Laut sangat berbeda dengan Gunung, meski penunjuk arah utaranya sama-sama bintang berpendar dan gugusan orion, mereka kerap kali saling bertolak belakang, bahkan ber-ironi. jika Pegunungan mengajar kearifan dan kebijaksanaan, maka Laut mengajarkan kesabaran dan kepercayaan.  Laut mengajarkan untuk berpasrah dan mendengarkan diri sendiri, bagaimana degup jantung dan pemandangan laut terjadi dalam mode bisu, dimana berkomunikasi menjadi ritual tabu.

Laut meminta aku melakukan hal sinting, sang anak yang anti air dan lahir di dataran tinggi untuk memasrahkan diri pada air, mempercayakan seluruh kehidupan pada zat cair yang bening, panik hanya akan menenggelamkan ego diri. Untuk seorang keras kepala dan mudah panik sepertiku, ini bukan hal yang mudah, lebih baik tugaskan aku berlari di belantara hutan mencari akasia tua atau kunang-kunang senja daripada harus menenggelamkan kepala di dalam lautan yang bahkan tidak ku tahu dalamnya seperti apa.

Laut tidak memberikan pilihan bebas sebagaimana hutan membebaskan jalan dan mempercayakan kita pada bunga melati arif. Laut tegas dan jelas, hanya menjual dua pilihan: Panik dan tenggelam, atau berpasrah dan bersublim pada laut. Aku si keras kepala ini bersikeras untuk memilih panik, tidak puas menelan liter air laut yang rasanya tidak tawar, memandang gelagapan dan mencari sesuatu untuk bertumpu atau berpegangan, namun laut yang dalam dibawah kaki hanya cekikikan sementara yang kulihat gelembung-gelembung putih dan paru-paru yang mulai ditekan sempit.
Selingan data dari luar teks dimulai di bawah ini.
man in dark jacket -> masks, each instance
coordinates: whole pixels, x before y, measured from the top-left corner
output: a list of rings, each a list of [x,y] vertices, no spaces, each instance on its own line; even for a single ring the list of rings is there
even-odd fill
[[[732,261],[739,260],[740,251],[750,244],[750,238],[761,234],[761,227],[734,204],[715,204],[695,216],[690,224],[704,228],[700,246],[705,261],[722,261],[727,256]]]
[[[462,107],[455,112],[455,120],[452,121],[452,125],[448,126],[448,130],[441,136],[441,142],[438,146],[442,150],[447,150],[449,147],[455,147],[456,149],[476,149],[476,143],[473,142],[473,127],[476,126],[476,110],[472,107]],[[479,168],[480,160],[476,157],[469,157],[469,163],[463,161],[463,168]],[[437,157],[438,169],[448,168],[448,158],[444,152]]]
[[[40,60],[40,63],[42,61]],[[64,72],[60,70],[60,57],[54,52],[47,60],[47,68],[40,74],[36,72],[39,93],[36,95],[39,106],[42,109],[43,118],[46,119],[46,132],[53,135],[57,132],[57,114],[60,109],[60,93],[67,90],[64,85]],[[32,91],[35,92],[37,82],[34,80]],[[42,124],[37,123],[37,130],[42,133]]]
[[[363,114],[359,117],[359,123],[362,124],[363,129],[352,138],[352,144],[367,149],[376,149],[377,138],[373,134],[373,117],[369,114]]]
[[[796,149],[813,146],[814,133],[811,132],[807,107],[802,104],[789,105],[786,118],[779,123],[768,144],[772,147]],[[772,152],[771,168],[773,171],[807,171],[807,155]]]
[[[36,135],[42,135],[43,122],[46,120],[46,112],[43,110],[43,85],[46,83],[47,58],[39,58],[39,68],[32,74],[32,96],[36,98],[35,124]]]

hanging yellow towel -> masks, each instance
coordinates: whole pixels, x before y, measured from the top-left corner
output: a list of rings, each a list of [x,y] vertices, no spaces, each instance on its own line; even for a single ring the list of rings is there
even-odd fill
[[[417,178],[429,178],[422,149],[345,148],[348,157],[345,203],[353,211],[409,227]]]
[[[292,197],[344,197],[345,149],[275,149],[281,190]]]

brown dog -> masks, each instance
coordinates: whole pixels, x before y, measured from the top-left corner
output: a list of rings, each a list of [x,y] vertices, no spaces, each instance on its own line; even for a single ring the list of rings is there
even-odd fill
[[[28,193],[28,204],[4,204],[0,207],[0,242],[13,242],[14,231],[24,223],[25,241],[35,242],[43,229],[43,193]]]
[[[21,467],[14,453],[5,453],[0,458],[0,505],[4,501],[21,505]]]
Pada titik ini sesuatu yang menggelitik itu membesar, aku bersiap meluncur menuju dasar dan menikmati gelap terakhir kali, lelah aku dengan dunia nyata, sudahlah tenggelam disini.
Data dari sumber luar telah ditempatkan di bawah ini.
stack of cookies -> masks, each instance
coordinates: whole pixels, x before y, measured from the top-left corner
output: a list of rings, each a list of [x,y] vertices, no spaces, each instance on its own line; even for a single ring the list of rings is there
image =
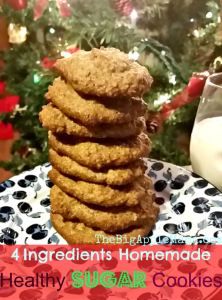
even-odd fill
[[[51,221],[70,244],[146,235],[158,208],[142,158],[146,68],[117,49],[79,51],[60,59],[40,112],[49,130]]]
Ternyata, laut adalah ibu yang baik, saat kepanikan dan seluruh beban itu luruh berguguran, sesuatu yang sejak pagi menggelitik dalam hati mekar seperti bunga melati putih yang cantik, bunga melati itu adalah kesabaran dan ketenangan dua sifat baru yang kupetik dari perjalan ditengah lautan biru. Laut menimangku di pangkuannya, mengambang bukan lagi soal biologis bagaimana kaki dan tangan membentuk sisi aerodinamis, mengambang hanya perihal ketenangan pada alam, pada laut yang lebih besar. Sepanjang sore ini aku dihadiahi pemandangan yang tak terlukiskan di bawah Laut, dunia yang sejak dulu anomali dan mistis bagi ruang pikiran nalar, Laut berbaik hati menunjukkan dunianya karena aku telah mau berpasrah dan meluruh kan semua beban yang memberatkan tubuh.
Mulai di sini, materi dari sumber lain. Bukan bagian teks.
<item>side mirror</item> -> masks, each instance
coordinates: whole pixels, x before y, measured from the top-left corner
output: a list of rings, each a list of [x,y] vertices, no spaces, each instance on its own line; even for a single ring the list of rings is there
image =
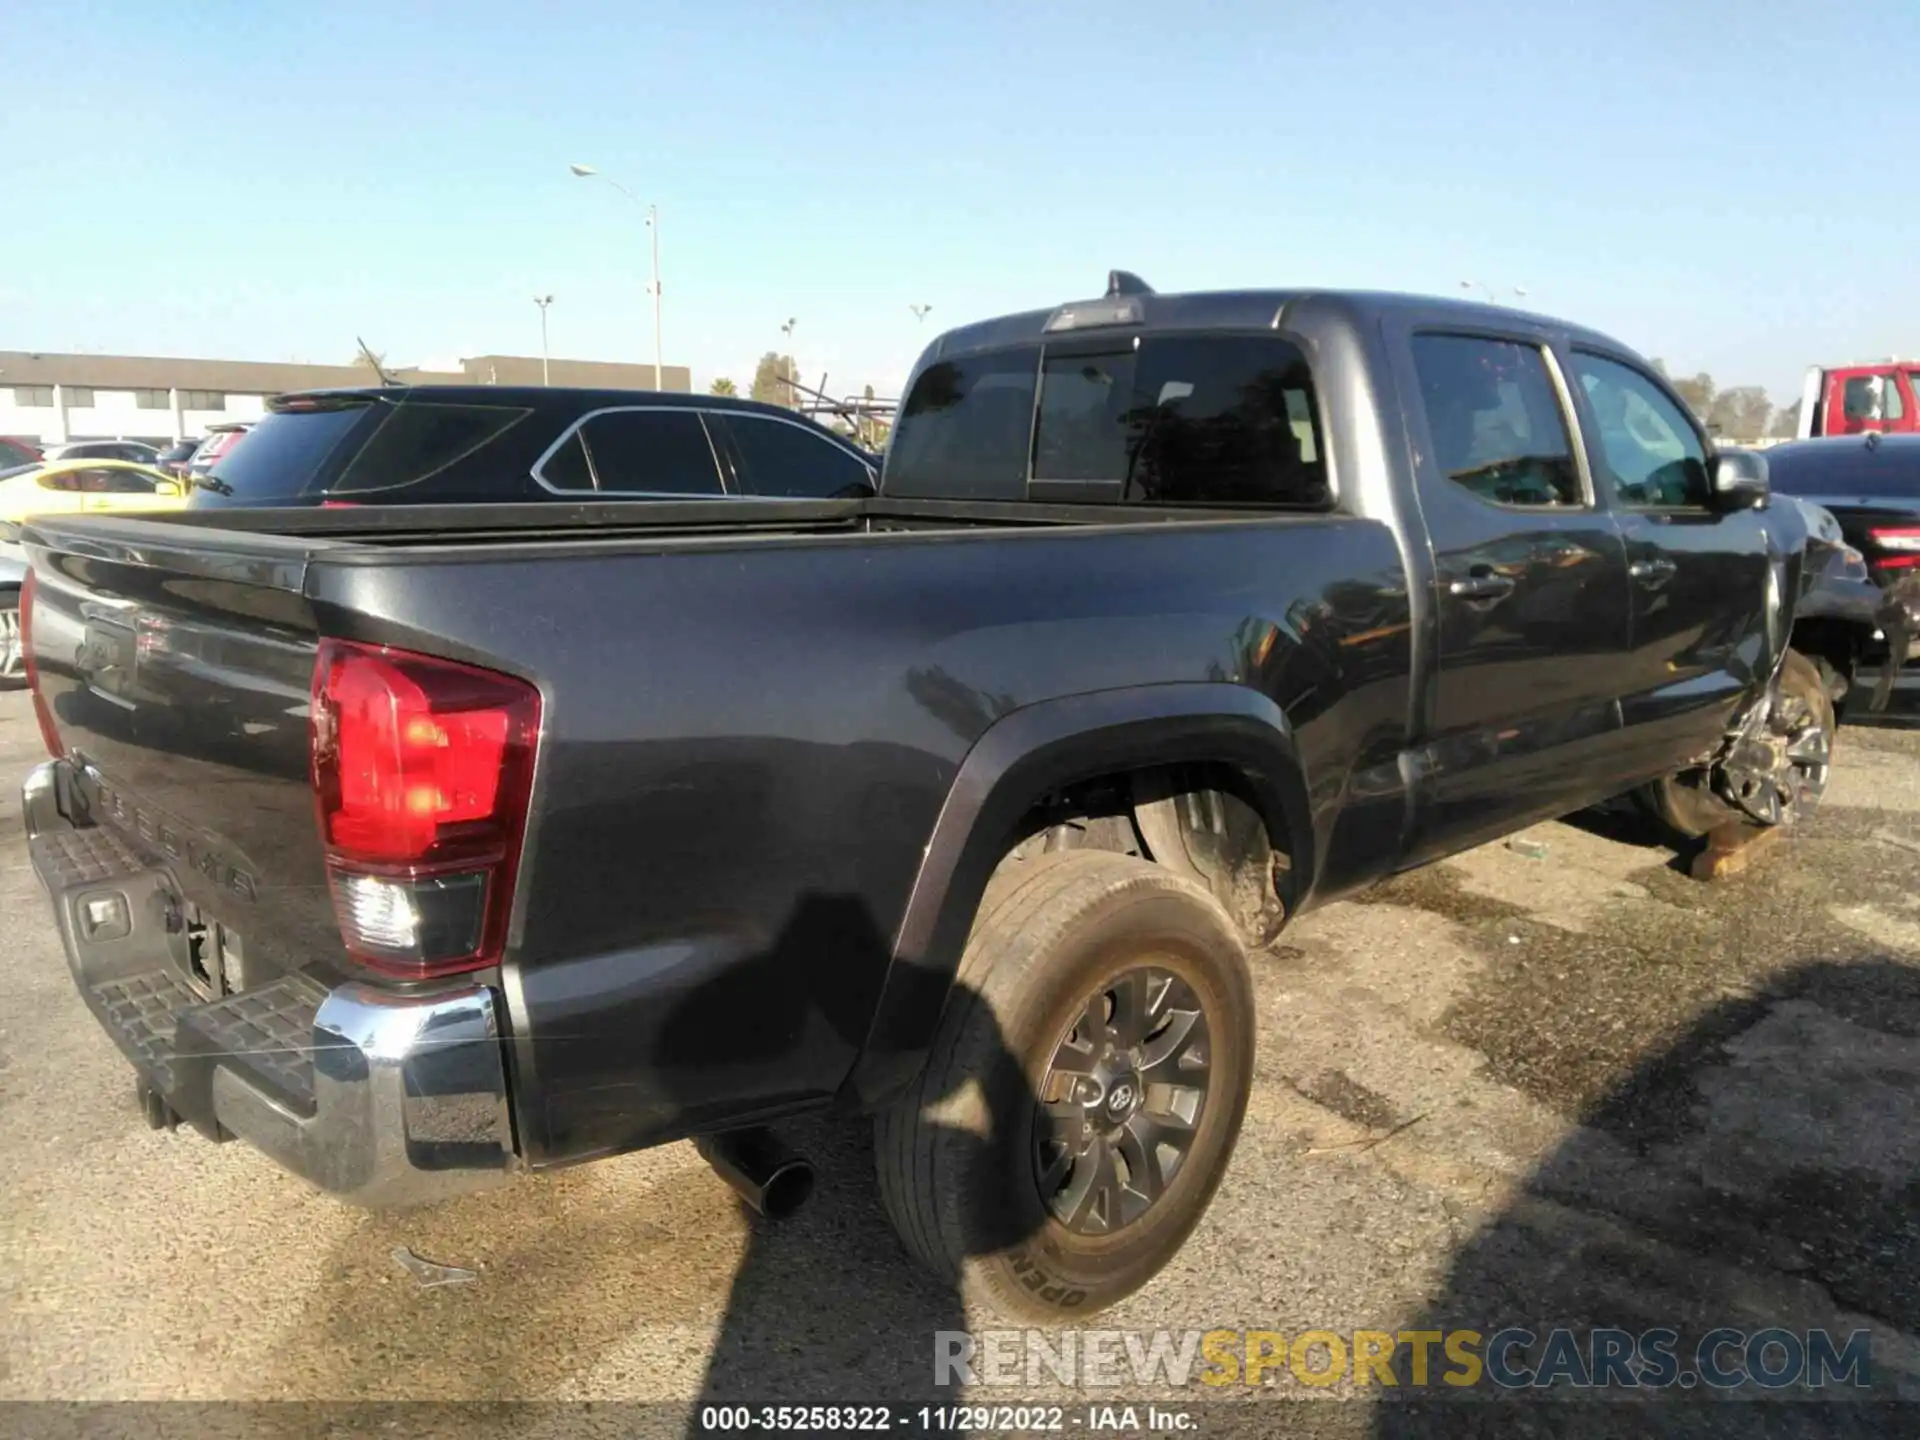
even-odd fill
[[[157,480],[154,482],[153,493],[156,495],[184,495],[187,492],[180,488],[180,482],[178,480]]]
[[[1716,510],[1752,510],[1766,503],[1770,489],[1766,456],[1752,450],[1722,450],[1714,456]]]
Tempat ini, wilayah Laut dan pasir pantai, desiran ombak dan anginnya, juga awan yang menari hinga ujung batas pandangan mata adalah hal yang baru bagiku. Awannya lebih menenangkan dan lebih intim dari awan yang berada di atas Gunung. Hai, awan kecil, apa kau juga perrnah mengunjungi tempat ini? Kelak saat kita sama-sama sudah besar dan berbeda, aku akan dewasa dengan melati-melati sifat yang baru dan wangi, dan kau sudah menjadi awan besar yang cantik, mari bertemu. Aku tidak keberatan bertemu di tempat seperti ini, meski tanpa pohon akasia dan kunang-kunang senja yang kita suka.

Laut, terima kasih atas dua bunga melati yang kau hadiahkan, itu melengkapi melati yang sejak kecil dihadiahkan Gunung. Kelak, melati-melati ini lah yang akan mewangikan diri, hingga bertemu pusara di ujung senja nanti.



2014, Yudith yang kegirangan menginjak pasir pantai.